I'm new to eyewashes with a thermostatic mixing valves. Has anyone have experience with plumbing these in? It is a Speakman SE-370 Thermostatic mixing valve. Do you just plumb the hot and cold into it and hook the blended water to the eyewash. or does the have to be some kind of recirc loop just for the eyewash to keep it at a constant temp? The engineer only spec. for a recirc loop for the whole building, nothing for the 2 eyewashes.
The only reason I question it is Speakmans website makes it look like the recirc is supposed to loop through the eyewahes???
Any help is greatly appreciated


----------



## SharpPlumbing (Feb 1, 2016)

I checked the code requirements and it states that the water must be between 60-100F. It does not state if that is instantly, or if you have a few seconds for the water to reach that range. These eyewashes are in the lab of a small medical clinic, I just want to make sure I get this right. Both of the eyewashes will be within 15' of a recirculated hotwater line. I would think it would only take 3-5 seconds for the water to reach the proper temp range.


----------



## sparky (Jan 8, 2014)

SharpPlumbing said:


> I'm new to eyewashes with a thermostatic mixing valves. Has anyone have experience with plumbing these in? It is a Speakman SE-370 Thermostatic mixing valve. Do you just plumb the hot and cold into it and hook the blended water to the eyewash. or does the have to be some kind of recirc loop just for the eyewash to keep it at a constant temp? The engineer only spec. for a recirc loop for the whole building, nothing for the 2 eyewashes.
> The only reason I question it is Speakmans website makes it look like the recirc is supposed to loop through the eyewahes???
> Any help is greatly appreciated


No loop needed,it will mix as soon as handle is pulled or pushed down,usually you just need cold water to an eyewash station as cold water neutralizes acids and things like that better than mixed water


----------



## plumbdrum (Nov 30, 2013)

What does YOUR code book say? You could have. 20 different answers here.


----------



## Paul4813 (Nov 28, 2015)

Those eyewash stations come with a mixing valve because they require hot and cold, normally it mixes to around 90 degrees. And yes, it should just plumb like you said, blended water up to the valve or lever


----------



## bct p&h (Jan 19, 2013)

Mixing valve should be set depending on what chemicals are being used in the area. 
Check your local code on recirc. I'm assuming that since there isn't an emergency shower the chemicals aren't that bad or there isn't going to be a large amount of them. Chances are you won't need the recirc but health department may require to avoid stagnation.


----------



## Flyout95 (Apr 13, 2012)

We pipe a circ to the mixing valve. Thought is if someone pulls that for chemicals, you need safe water instantly.


----------



## SharpPlumbing (Feb 1, 2016)

The goofy thing is that there is no state plumbing code here. The health department only checks that there is an eyewash station and that the wash is functional and the cover caps are present and covering the fountains.

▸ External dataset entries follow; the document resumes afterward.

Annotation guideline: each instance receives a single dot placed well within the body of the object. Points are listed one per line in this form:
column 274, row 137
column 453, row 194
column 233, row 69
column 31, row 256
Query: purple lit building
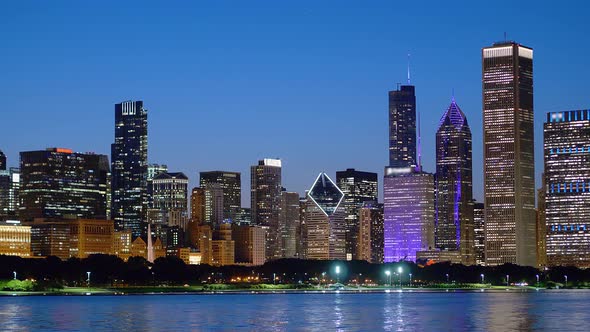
column 454, row 193
column 408, row 199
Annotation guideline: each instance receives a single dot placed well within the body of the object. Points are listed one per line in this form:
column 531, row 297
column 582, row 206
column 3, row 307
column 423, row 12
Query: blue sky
column 230, row 82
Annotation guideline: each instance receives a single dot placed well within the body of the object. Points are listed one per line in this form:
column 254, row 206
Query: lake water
column 407, row 311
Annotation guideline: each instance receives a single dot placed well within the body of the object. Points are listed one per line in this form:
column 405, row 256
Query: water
column 407, row 311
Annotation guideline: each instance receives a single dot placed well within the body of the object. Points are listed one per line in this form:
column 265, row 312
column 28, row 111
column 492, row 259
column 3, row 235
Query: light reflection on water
column 395, row 311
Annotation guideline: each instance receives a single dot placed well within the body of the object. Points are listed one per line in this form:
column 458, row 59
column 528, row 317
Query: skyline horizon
column 227, row 86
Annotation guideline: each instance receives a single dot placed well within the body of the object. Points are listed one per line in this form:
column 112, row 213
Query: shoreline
column 139, row 291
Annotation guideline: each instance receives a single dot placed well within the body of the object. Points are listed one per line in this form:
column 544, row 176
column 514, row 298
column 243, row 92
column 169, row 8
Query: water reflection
column 407, row 311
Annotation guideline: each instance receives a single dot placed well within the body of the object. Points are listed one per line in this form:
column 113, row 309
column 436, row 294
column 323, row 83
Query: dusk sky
column 229, row 82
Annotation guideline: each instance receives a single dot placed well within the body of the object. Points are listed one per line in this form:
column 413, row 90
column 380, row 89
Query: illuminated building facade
column 15, row 239
column 169, row 199
column 509, row 170
column 453, row 181
column 479, row 233
column 358, row 187
column 129, row 167
column 408, row 200
column 231, row 187
column 265, row 198
column 325, row 221
column 249, row 244
column 567, row 188
column 57, row 183
column 289, row 219
column 402, row 126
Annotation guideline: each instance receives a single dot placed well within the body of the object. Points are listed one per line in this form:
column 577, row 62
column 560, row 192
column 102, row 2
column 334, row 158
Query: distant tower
column 509, row 169
column 325, row 222
column 454, row 193
column 566, row 148
column 266, row 203
column 129, row 167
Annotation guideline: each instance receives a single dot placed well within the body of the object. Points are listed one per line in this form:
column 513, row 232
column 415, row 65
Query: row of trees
column 108, row 270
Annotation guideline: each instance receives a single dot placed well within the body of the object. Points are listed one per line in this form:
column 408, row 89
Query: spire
column 408, row 68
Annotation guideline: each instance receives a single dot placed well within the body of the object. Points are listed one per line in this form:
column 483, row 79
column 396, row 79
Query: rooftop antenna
column 408, row 68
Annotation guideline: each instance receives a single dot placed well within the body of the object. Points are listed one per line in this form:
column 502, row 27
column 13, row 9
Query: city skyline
column 334, row 98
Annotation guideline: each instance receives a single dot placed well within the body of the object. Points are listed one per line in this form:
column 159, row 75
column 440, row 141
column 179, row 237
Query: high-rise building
column 288, row 221
column 567, row 188
column 358, row 187
column 509, row 169
column 479, row 233
column 265, row 200
column 15, row 239
column 402, row 126
column 408, row 200
column 370, row 246
column 2, row 161
column 57, row 183
column 325, row 221
column 454, row 192
column 231, row 186
column 169, row 199
column 129, row 167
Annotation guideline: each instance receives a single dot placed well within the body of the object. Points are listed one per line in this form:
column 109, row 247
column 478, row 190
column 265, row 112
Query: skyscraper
column 479, row 231
column 408, row 193
column 402, row 126
column 567, row 188
column 325, row 220
column 408, row 201
column 358, row 187
column 57, row 183
column 129, row 167
column 509, row 170
column 265, row 201
column 2, row 161
column 454, row 192
column 289, row 220
column 231, row 186
column 170, row 199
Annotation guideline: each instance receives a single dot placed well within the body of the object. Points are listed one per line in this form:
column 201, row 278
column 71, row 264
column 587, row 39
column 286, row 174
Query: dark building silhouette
column 129, row 167
column 58, row 183
column 402, row 127
column 358, row 187
column 509, row 169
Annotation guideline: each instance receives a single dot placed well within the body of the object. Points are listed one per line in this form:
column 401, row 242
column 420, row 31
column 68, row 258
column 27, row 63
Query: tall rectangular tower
column 265, row 201
column 567, row 188
column 509, row 170
column 129, row 167
column 402, row 127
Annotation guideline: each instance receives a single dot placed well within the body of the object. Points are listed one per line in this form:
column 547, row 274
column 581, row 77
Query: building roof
column 453, row 116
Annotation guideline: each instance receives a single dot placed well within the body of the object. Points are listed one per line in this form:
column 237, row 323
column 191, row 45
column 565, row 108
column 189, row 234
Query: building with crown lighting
column 454, row 193
column 566, row 147
column 325, row 221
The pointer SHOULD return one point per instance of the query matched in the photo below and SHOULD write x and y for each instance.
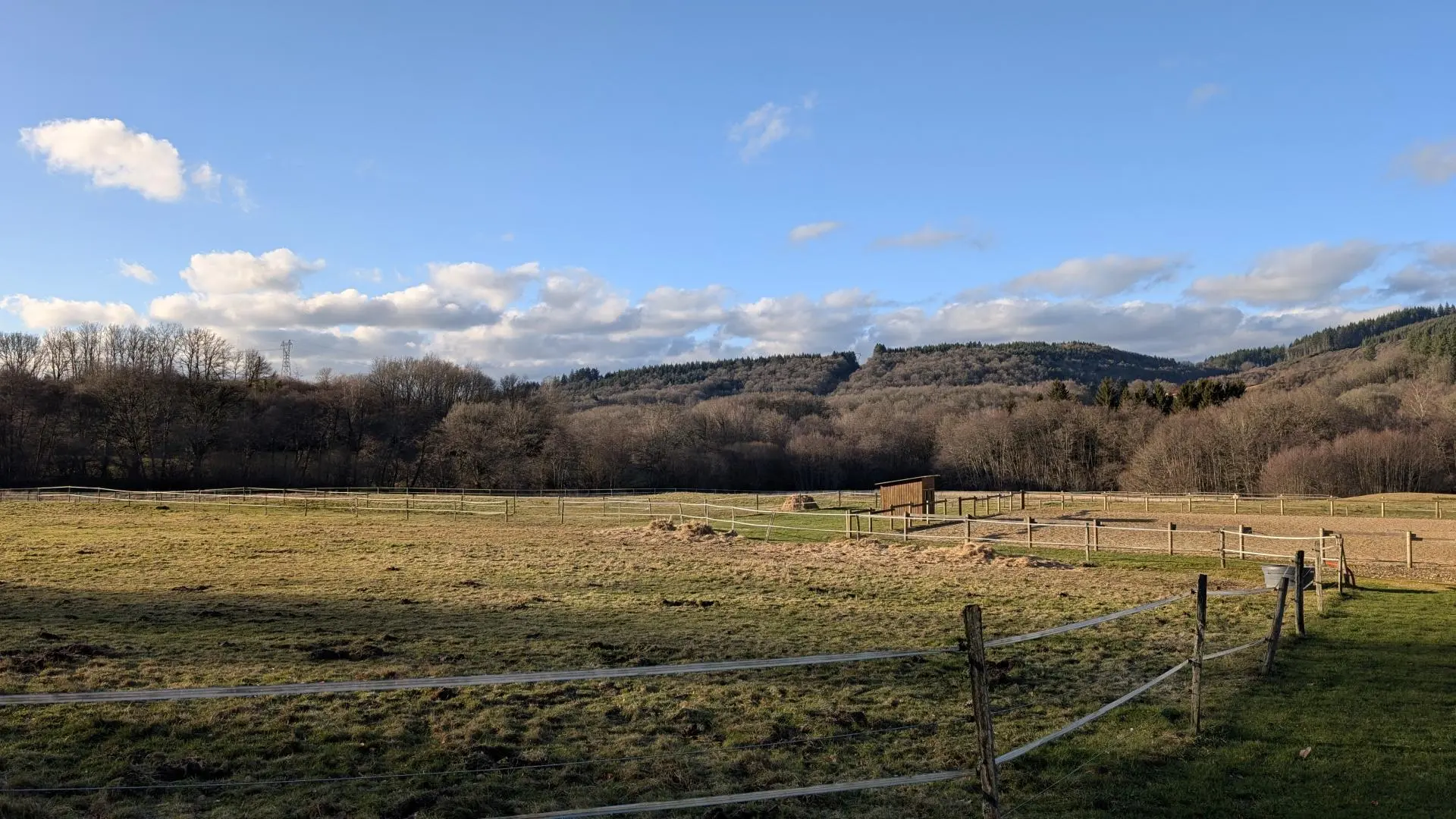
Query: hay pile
(974, 554)
(691, 531)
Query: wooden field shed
(913, 494)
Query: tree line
(169, 407)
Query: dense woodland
(165, 407)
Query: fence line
(974, 649)
(755, 796)
(880, 783)
(414, 684)
(367, 686)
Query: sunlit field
(108, 596)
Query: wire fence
(973, 648)
(797, 516)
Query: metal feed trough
(1274, 573)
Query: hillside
(1015, 363)
(1329, 340)
(816, 375)
(1432, 337)
(1018, 363)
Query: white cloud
(930, 237)
(55, 312)
(1433, 164)
(240, 271)
(133, 270)
(813, 231)
(761, 129)
(1432, 278)
(240, 194)
(541, 322)
(799, 324)
(1312, 275)
(1098, 278)
(484, 283)
(111, 153)
(1206, 93)
(209, 180)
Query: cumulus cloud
(813, 231)
(1206, 93)
(767, 124)
(539, 322)
(133, 270)
(1313, 275)
(932, 237)
(799, 324)
(1098, 278)
(1430, 278)
(240, 271)
(206, 178)
(57, 312)
(1433, 164)
(111, 153)
(761, 129)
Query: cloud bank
(536, 321)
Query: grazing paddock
(114, 596)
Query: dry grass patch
(123, 598)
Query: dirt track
(1373, 545)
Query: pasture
(112, 596)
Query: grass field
(117, 596)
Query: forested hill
(811, 373)
(1015, 363)
(1018, 363)
(1329, 340)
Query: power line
(286, 368)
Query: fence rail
(846, 518)
(973, 648)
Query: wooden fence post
(982, 710)
(1320, 575)
(1276, 626)
(1340, 569)
(1299, 592)
(1200, 624)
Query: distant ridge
(1017, 363)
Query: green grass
(185, 596)
(1369, 691)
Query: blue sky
(542, 186)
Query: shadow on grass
(1354, 722)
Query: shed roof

I talked to another plumber and, well, he just chuckled and said "your good":no:. Our state needs to adopt a state wide universal plumbing code. We have no code, no inspectors, nothing. Any joe blow can pick up pipe wrench in this state and call himself a plumber:furious:, Except in the major cities, they do have city codes and inspectors. Out here in the sticks were on our own. Anyways this is a rural health clinic, so there not using anything anymore dangerous than what anybody would have in there home. The only reason there is a mixing valve is that universal code calls for tepid water.


----------



## GAN (Jul 10, 2012)

plumbdrum said:


> What does YOUR code book say? You could have. 20 different answers here.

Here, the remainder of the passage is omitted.